From 2016 to 2019, Young co-wrote and performed their “one-womxn show,” Reveal All Fear Nothing: A Journey in Sex, Love, Porn, and Feminism, which examined their personal experience in the world of erotic film as both a feminist porn performer and director. The script was inspired by Annie Sprinkle's Post Porn Modernist theater production and written in collaboration with Sprinkle. The show influenced actress Maggie Gyllenhaal's work on the HBO series The Deuce.

Young’s other performance art work has been showcased internationally by institutions including the Museum of Sex, Highways Performance Space, Grace Exhibition Space in New York, and Max Black in Sydney, Australia.

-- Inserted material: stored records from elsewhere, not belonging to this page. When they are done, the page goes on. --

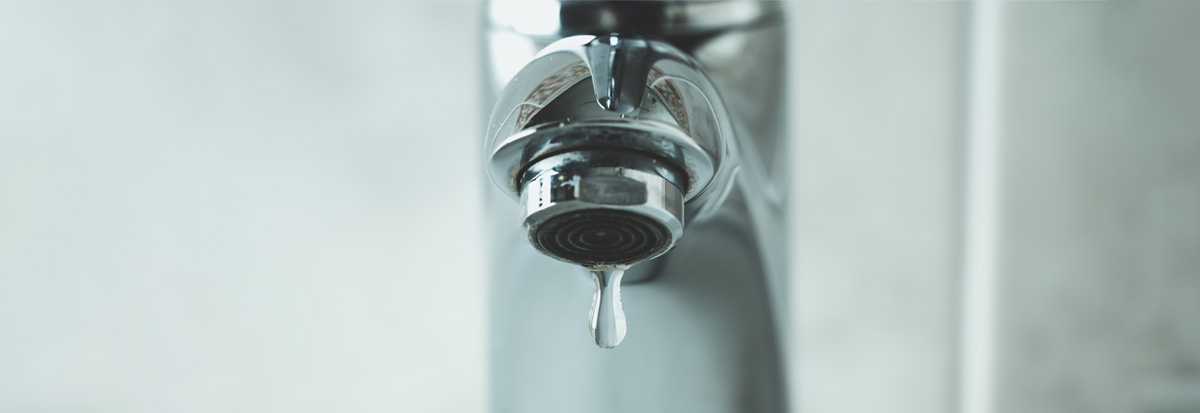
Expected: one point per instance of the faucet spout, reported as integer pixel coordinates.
(633, 141)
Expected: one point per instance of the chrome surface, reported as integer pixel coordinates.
(637, 142)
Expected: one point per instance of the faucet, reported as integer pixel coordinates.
(637, 144)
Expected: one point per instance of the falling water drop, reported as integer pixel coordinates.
(607, 319)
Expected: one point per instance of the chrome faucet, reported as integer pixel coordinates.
(640, 143)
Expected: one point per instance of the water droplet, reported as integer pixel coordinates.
(607, 318)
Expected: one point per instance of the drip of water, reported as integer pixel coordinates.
(606, 322)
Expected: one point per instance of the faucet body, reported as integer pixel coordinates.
(583, 89)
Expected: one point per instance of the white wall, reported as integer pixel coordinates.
(240, 207)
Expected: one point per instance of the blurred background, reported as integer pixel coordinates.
(276, 207)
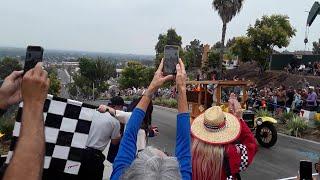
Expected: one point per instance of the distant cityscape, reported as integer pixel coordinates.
(58, 56)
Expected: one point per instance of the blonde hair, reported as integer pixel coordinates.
(207, 160)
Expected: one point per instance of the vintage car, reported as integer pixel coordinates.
(204, 94)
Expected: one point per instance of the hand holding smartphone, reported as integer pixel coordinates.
(34, 55)
(171, 59)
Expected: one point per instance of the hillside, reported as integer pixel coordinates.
(249, 71)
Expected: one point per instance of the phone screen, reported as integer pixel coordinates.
(171, 59)
(305, 170)
(33, 56)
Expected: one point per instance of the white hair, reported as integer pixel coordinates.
(149, 166)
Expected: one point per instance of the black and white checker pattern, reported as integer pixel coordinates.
(67, 125)
(244, 157)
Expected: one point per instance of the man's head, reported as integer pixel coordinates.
(152, 164)
(117, 103)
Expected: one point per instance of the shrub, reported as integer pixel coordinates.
(287, 116)
(6, 126)
(297, 125)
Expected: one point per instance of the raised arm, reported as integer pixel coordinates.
(10, 91)
(183, 139)
(122, 116)
(127, 150)
(27, 161)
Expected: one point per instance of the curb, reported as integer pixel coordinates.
(299, 139)
(281, 134)
(166, 108)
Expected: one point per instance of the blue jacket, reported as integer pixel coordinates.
(127, 150)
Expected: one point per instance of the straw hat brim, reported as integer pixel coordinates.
(228, 134)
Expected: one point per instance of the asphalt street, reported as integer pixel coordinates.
(280, 161)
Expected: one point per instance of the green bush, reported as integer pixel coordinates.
(6, 126)
(171, 103)
(287, 116)
(263, 113)
(297, 125)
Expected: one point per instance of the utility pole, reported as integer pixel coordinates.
(93, 91)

===Directing and producing===
Young founded Empress in Lavender Media, a production company working to bring queer, transgender, and sex worker stories to mainstream media through filmmakers within those communities. Their first series, Submission Possible, explores "the queer sexual underground worlds of kink, fetish, and BDSM” across the nation. The first season of Submission Possible was released from 2020 through mid-2022, after delays in production due to the COVID-19 pandemic, and features New Orleans, Seattle, Portland, San Francisco, Los Angeles, and Oakland. Submission Possible was screened at the 2022 CineKink Film Festival and has been selected for screening at the 2022 San Francisco PornFilmFestival.

In 2026, Young released their coming-of-age narrative feature film By the Roots, an adaptation of their memoir, Daddy. Young wrote, directed, and produced the film.

==Other media ventures==

===Writing===
Young’s memoir, Daddy, was published in 2014 with a foreword by Annie Sprinkle. Young followed their memoir with The Ultimate Guide to Sex Through Pregnancy and Motherhood and The DIY Porn Handbook: Documenting Our Own Sexual Revolution, both published in 2016.

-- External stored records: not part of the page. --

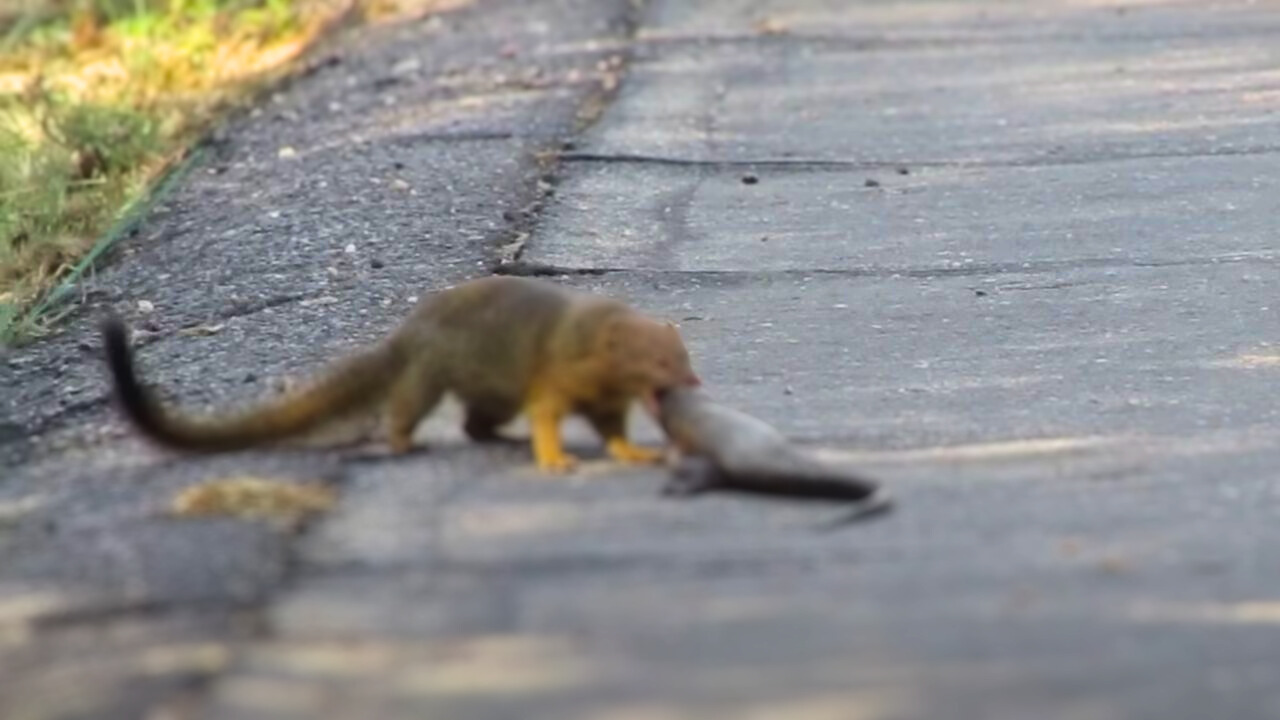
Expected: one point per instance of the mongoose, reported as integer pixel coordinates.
(501, 345)
(721, 449)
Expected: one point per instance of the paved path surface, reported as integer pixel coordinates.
(1015, 259)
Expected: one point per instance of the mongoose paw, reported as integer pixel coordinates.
(624, 451)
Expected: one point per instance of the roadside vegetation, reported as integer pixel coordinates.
(100, 101)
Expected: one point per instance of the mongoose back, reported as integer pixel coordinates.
(501, 345)
(722, 449)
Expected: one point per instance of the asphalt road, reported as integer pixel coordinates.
(1010, 258)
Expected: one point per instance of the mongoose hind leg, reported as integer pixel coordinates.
(412, 396)
(484, 420)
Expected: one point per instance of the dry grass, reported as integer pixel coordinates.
(99, 99)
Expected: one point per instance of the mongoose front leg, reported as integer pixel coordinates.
(544, 420)
(612, 427)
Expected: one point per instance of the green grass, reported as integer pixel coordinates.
(99, 101)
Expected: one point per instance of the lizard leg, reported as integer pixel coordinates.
(612, 425)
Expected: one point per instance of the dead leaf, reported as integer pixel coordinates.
(201, 331)
(254, 497)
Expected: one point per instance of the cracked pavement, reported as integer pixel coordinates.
(1013, 259)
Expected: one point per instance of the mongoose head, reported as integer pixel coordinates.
(650, 356)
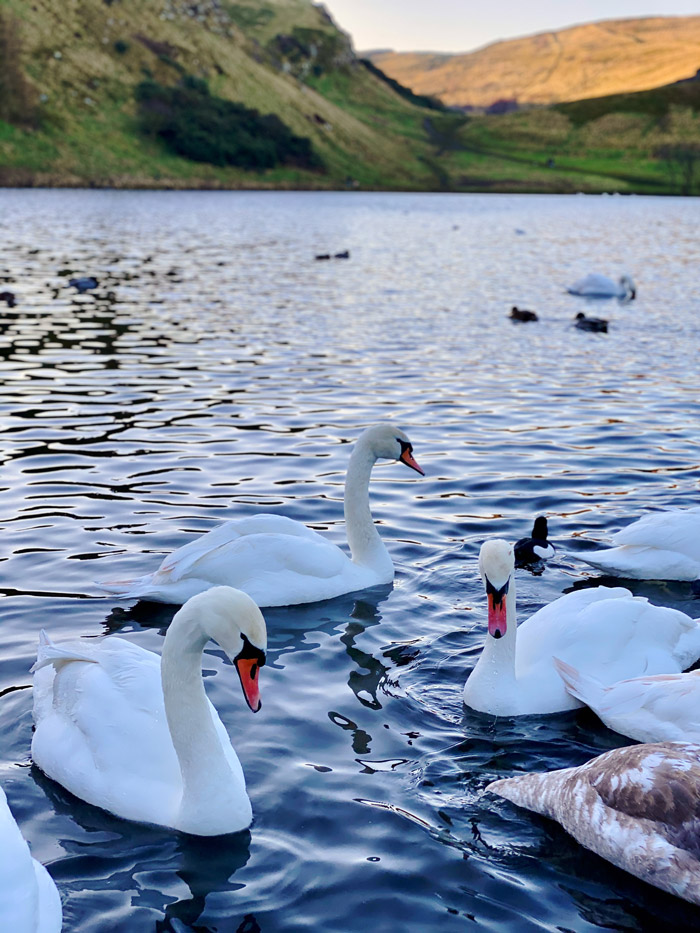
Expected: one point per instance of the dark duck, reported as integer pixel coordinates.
(536, 548)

Young’s writing has also been published in anthologies including Rad Families: A Celebration, Subversive Motherhood, The Ultimate Guide to Kink: BDSM, Role Play and the Erotic Edge, Ropes, Bondage, and Power: Power Exchange Books' Resource Series, and the Routledge journal Porn Studies.

===Speaking and guest appearances===

Young is a noted expert on sex, BDSM, and feminist pornography. Young has taught workshops, given lectures, and acted as a panelist at institutions such as Yale University, University of Toronto, UC Berkeley, and Emerson College.

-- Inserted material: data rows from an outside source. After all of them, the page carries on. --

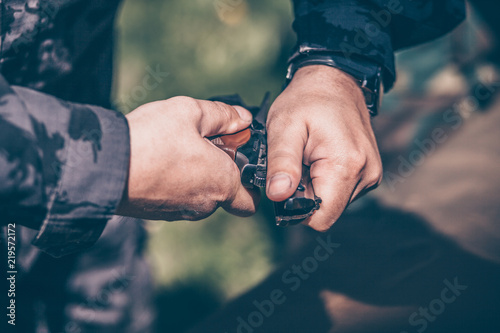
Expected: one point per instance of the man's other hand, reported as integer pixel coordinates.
(321, 120)
(175, 172)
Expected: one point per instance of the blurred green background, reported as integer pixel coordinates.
(208, 48)
(216, 47)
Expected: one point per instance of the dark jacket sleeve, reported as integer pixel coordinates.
(373, 29)
(63, 167)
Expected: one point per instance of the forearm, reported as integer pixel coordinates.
(64, 167)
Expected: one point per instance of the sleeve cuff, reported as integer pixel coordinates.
(91, 171)
(345, 28)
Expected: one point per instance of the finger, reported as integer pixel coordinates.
(284, 160)
(217, 118)
(335, 186)
(245, 202)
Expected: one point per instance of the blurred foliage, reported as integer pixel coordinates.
(208, 48)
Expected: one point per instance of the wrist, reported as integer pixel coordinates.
(367, 74)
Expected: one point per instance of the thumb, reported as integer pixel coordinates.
(284, 161)
(218, 118)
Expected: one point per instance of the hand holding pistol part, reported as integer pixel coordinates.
(248, 149)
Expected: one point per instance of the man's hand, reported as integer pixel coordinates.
(321, 120)
(175, 172)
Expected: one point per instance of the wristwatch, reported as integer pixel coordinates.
(367, 73)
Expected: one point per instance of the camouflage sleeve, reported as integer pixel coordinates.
(372, 29)
(63, 167)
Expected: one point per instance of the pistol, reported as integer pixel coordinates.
(248, 149)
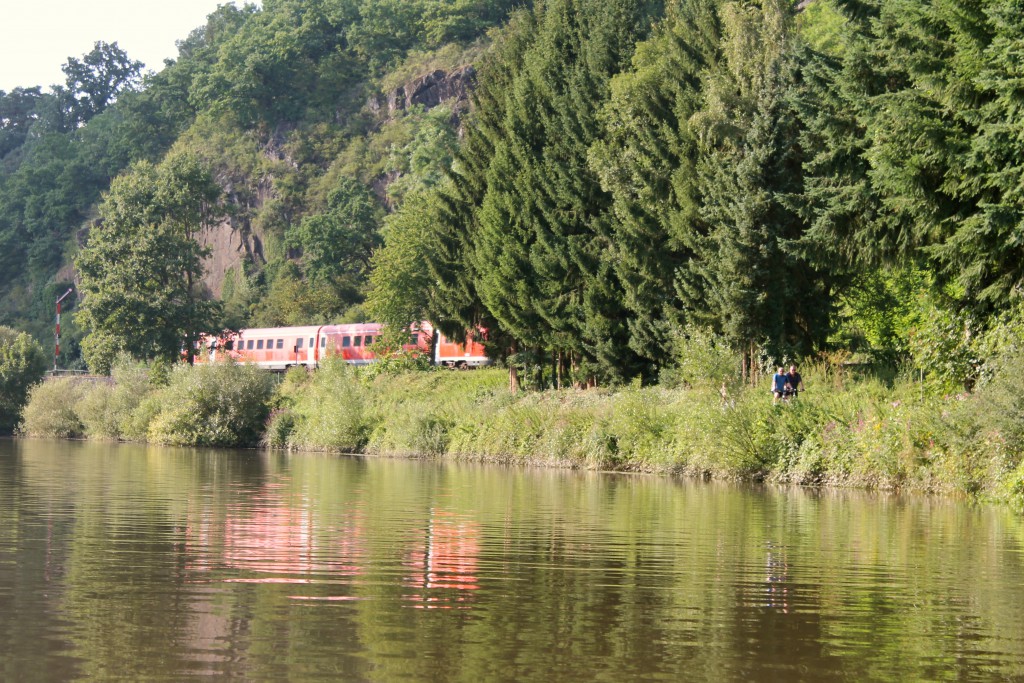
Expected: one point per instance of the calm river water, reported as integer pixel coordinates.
(142, 563)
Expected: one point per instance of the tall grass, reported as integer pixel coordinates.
(844, 431)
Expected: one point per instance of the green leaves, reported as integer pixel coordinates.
(22, 366)
(141, 268)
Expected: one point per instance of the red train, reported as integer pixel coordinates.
(281, 348)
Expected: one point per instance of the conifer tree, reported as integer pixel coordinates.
(756, 288)
(646, 160)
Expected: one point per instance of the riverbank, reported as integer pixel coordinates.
(844, 431)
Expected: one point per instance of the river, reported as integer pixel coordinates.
(134, 562)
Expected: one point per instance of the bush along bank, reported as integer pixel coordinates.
(844, 431)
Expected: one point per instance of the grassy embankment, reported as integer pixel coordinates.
(844, 431)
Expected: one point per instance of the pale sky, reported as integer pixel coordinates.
(38, 36)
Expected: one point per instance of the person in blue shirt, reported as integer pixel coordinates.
(779, 385)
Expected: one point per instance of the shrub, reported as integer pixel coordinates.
(22, 366)
(333, 412)
(219, 404)
(50, 411)
(109, 411)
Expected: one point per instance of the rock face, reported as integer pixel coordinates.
(428, 91)
(237, 240)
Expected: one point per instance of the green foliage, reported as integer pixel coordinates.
(120, 410)
(50, 411)
(219, 404)
(333, 413)
(141, 268)
(98, 78)
(699, 357)
(337, 244)
(22, 366)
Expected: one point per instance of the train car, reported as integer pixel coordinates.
(461, 356)
(281, 348)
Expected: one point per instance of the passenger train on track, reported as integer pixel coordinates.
(281, 348)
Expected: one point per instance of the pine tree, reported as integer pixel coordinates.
(756, 287)
(646, 161)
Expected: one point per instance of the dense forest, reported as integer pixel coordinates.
(600, 185)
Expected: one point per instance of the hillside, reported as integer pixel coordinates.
(299, 109)
(610, 188)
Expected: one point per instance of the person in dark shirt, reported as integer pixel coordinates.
(795, 382)
(779, 386)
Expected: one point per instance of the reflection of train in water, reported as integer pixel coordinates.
(281, 348)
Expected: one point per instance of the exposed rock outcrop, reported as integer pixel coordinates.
(428, 90)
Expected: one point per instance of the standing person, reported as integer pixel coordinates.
(779, 385)
(795, 380)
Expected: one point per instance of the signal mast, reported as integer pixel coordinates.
(56, 337)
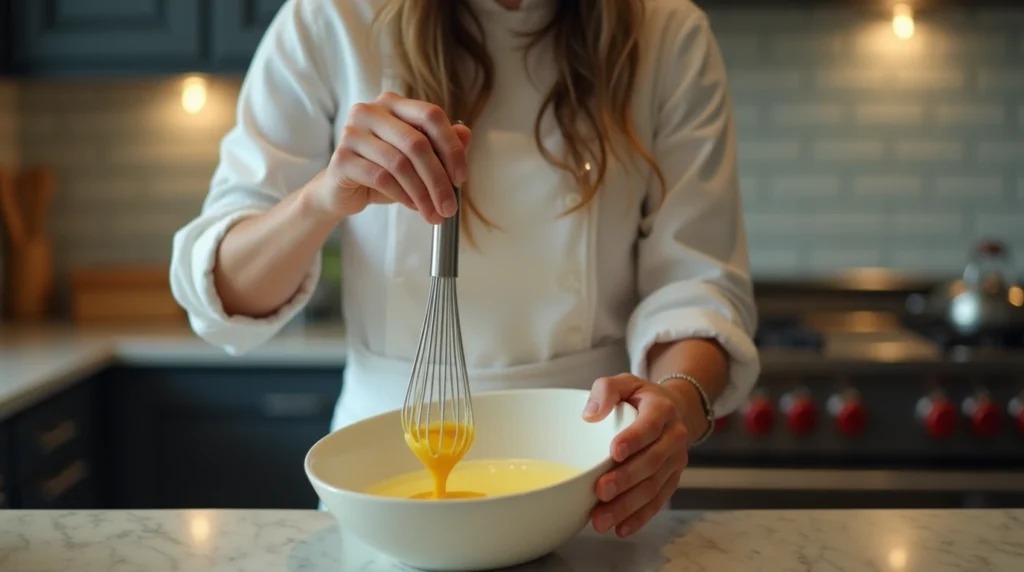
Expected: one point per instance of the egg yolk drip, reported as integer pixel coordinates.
(439, 449)
(478, 478)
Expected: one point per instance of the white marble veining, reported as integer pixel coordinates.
(676, 541)
(37, 362)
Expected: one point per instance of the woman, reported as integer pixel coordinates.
(603, 240)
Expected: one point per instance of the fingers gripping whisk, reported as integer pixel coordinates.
(437, 413)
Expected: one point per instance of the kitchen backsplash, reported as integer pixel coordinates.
(857, 148)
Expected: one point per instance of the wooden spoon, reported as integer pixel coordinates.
(10, 208)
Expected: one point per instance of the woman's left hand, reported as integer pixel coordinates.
(651, 452)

They have been featured on HBO, the History Channel, MTV's Logo, and on Fusion TV with Alicia Menendez. Additionally, they discussed gender neutral views on parenting and body positivity on Bravo's Extreme Guide to Parenting.

Young has been interviewed for HuffPost, xoJane, The Rumpus, Salon, and Curve, and has been written about in The Feminist Porn Book: The Politics of Producing Pleasure and Pornography Feminism: As Powerful as She Wants to Be. They have also appeared on Amanda Palmer's podcast, The Art of Asking Everything.

==Awards==

| Year | Ceremony | Category | Work | Result |
| 2008 | FPA | Hottest Kink Film | Bondage Boob Tube | Won |
| 2009 | Perversions of Lesbian Lust, Vol. 1 | Won |
| Indie Porn Pioneer |  | Won |
| 2010 | Best Bisexual Film | Fluid: Men Redefining Sexuality | Won |
| 2010 | AEBN | Best BDSM Release | Perversions of Lesbian Lust, Vol. 1 | Won |
| 2013 | FPA | Hottest Kink Film | 50 Shades of Dylan Ryan | Won |
| 2014 | Best Lesbian Vignettes | Women Reclaiming Sex on Film | Won |

== Personal life ==
Young's partner is James Mogul, a film director for Kink.com. Young is non-binary and uses the term queer to describe both their sexuality and gender.